Contador's dilemma, Wiggins' wait

The difficulty for Contador, just over three months before the start of a new year, he is unsure about where he will ride in 2010. His brother and agent Francisco confirmed to Cyclingnews that many teams have shown an interest, including Caisse d'Epargne, Garmin-Slipstream and Quick Step. However, he still has a year left under his Astana contract and, aware that his presence is a likely ticket for entry to major races, Astana are unwilling to let him go.

Contador lacks a buy-out clause in his contract and it locks him into the team. While not speaking specifically about Contador, the McQuaid said that such agreements are binding.

"We will allow a contract to be dissolved provided that the old team and the new team can come to an agreement on the transfer of the rider. In that case we will accept it," said McQuaid. "But if a rider breaks a contract and then thinks he can go to a new team, we won't allow that."

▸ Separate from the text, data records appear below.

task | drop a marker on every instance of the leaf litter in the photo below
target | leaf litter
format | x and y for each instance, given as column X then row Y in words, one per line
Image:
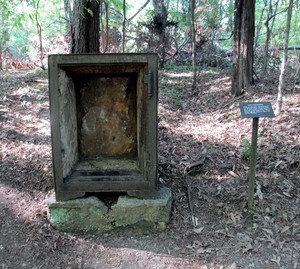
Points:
column 200, row 159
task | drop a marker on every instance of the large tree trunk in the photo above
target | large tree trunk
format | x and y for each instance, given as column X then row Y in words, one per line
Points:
column 270, row 18
column 284, row 59
column 242, row 75
column 160, row 20
column 193, row 44
column 85, row 27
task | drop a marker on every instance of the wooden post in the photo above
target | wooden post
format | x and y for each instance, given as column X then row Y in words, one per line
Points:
column 252, row 163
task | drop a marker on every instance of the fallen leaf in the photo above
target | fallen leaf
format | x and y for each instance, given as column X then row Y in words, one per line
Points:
column 198, row 230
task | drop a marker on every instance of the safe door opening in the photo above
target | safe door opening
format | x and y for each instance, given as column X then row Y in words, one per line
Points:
column 103, row 123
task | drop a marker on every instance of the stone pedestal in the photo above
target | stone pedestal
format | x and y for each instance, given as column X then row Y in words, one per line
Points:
column 91, row 215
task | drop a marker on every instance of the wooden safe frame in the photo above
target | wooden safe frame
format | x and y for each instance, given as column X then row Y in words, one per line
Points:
column 103, row 111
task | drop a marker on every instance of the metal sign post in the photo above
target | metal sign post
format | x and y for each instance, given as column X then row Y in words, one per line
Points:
column 254, row 110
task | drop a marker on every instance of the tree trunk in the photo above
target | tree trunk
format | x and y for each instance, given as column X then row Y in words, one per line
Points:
column 193, row 44
column 85, row 27
column 124, row 25
column 271, row 17
column 284, row 59
column 68, row 14
column 160, row 20
column 242, row 75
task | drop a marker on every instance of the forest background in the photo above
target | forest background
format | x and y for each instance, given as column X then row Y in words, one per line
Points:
column 203, row 143
column 32, row 29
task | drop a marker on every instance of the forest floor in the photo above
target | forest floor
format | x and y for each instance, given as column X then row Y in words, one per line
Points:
column 201, row 159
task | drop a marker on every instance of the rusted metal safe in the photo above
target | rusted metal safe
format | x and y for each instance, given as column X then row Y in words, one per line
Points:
column 103, row 123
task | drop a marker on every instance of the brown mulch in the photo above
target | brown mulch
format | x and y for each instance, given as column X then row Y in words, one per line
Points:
column 200, row 158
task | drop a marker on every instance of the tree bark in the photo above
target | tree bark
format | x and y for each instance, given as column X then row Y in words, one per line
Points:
column 284, row 59
column 160, row 19
column 86, row 27
column 193, row 44
column 124, row 25
column 242, row 74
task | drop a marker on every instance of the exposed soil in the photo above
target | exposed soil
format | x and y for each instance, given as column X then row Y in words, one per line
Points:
column 200, row 158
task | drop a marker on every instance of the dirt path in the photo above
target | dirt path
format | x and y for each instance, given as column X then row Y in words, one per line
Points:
column 200, row 159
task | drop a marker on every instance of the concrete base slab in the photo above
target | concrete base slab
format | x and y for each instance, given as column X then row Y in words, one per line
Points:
column 91, row 215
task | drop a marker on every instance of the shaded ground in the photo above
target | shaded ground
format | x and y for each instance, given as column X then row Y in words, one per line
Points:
column 200, row 159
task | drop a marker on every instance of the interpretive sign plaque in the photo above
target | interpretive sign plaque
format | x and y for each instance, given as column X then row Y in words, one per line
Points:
column 256, row 110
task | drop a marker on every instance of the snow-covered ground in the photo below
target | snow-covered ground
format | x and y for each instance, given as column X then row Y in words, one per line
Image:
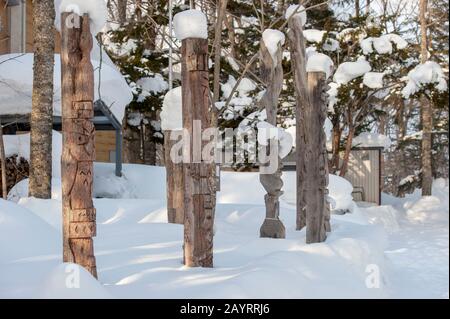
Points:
column 396, row 250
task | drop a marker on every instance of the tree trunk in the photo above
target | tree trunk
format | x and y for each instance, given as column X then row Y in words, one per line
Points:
column 199, row 181
column 231, row 36
column 3, row 165
column 42, row 109
column 272, row 75
column 426, row 109
column 79, row 226
column 337, row 133
column 174, row 178
column 298, row 60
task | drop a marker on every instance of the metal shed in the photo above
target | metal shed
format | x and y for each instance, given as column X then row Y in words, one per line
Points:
column 364, row 173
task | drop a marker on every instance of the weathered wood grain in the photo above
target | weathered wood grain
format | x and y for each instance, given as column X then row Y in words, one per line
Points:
column 79, row 218
column 198, row 178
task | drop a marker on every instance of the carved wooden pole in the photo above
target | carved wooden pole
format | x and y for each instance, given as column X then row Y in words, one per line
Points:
column 298, row 58
column 3, row 165
column 272, row 75
column 175, row 186
column 317, row 220
column 199, row 180
column 79, row 224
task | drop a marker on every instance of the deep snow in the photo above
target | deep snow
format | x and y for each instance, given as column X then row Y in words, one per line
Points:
column 139, row 255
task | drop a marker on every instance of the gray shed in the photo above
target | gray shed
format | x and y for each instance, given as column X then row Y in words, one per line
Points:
column 364, row 173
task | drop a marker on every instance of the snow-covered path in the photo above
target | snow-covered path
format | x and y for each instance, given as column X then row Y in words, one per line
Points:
column 420, row 261
column 418, row 251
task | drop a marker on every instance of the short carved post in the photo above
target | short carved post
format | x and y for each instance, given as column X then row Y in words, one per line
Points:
column 272, row 75
column 79, row 225
column 174, row 178
column 199, row 180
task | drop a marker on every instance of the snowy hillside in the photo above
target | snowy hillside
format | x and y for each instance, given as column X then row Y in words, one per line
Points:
column 139, row 255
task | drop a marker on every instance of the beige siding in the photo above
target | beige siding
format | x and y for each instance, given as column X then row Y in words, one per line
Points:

The same principle would also apply to Bradley Wiggins, who media links with the new Sky team despite another year in his contract with Garmin-Slipstream. Some British media reported yesterday that the transfer was a done deal, but his Garmin-Slipstream manager Jonathan Vaughters has denied it.

As the Briton is currently the team's top classification rider, it is obvious that Garmin-Slipstream will do what it can to keep him. That could change if Contador decided to move to the US ProTour squad.

McQuaid told Cyclingnews yesterday that if Astana loses its ProTour licence, it is likely that the team would stop. In theory, this could facilitate Contador's move. But, under the current time scale discussed by the UCI, it could be several weeks before that ProTour licence is either confirmed or withdrawn.

In the meantime Contador will have to watch and wait before he knows exactly where he will be racing in 2010.